Even a simple thing is very advanced. Not long ago, the AI discussion community was still escaping the neural network. There was a neural network in the early days of AI, but it did not constitute a few "intelligence." The problem is that even if it is only a fundamental neural network, its request for computational complexity is high and cannot be a practical approach. Even so, there are still a handful of research teams going forward. For example, the team directed by Geoffrey Hinton of the University of Toronto, they put the algorithm parallel into the supercomputer, to verify their concept, until the GPU is generally adopted, we really see hope.
Going back to the example of identifying the abort sign, if we stop exercising on the network, exercise the network with a lot of wrong answers, and adjust the network, the result will be better. What the researchers need to do is exercise. They need to collect tens of thousands and even millions of pictures until the weight of the artificial neurons is highly accurate, so that every judgment is correct - whether it is foggy or foggy. The sun is bright and the rain is not affected. At this time, the neural network can "teach" himself, and find out exactly what the stop sign is; it can also identify Facebook's face image and recognize the cat.
The break is: make the neural network become very ambitious, increase the number of layers and neurons from time to time, let the system run a lot of data, exercise it.

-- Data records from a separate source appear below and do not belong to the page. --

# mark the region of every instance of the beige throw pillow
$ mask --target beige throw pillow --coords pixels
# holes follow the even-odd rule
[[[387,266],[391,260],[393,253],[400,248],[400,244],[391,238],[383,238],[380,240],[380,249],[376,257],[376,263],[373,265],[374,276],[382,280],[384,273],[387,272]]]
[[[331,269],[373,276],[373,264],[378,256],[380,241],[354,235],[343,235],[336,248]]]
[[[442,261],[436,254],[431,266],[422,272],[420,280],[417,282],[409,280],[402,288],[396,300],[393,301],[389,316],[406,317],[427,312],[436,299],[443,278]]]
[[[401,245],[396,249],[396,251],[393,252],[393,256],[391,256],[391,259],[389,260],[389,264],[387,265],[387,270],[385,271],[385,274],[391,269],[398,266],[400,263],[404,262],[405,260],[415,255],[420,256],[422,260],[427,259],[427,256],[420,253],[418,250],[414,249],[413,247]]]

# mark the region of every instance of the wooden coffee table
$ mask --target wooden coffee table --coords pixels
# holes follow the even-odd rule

Today, in some scenarios, machines that have been trained in deep learning techniques are better at recognizing images than humans, such as recognizing cats, identifying cancer cell features in the blood, and identifying tumors in MRI scans. Google AlphaGo learns Go, and he and I play Go and learn from time to time.
With the deep learning AI, the future will be bright
With deep learning, machine learning has many practical applications, and it has expanded the overall scope of AI. Deep learning splits the task, making machine assistance for each type possible. Driverless cars, better preventive treatments, and better movie referrals have either been presented or presented. AI is both today and the future. With the help of deep learning, perhaps one day AI will reach the extent of science fiction depiction, which is what we have been waiting for for a long time. You will have your own C-3PO and have your own terminator.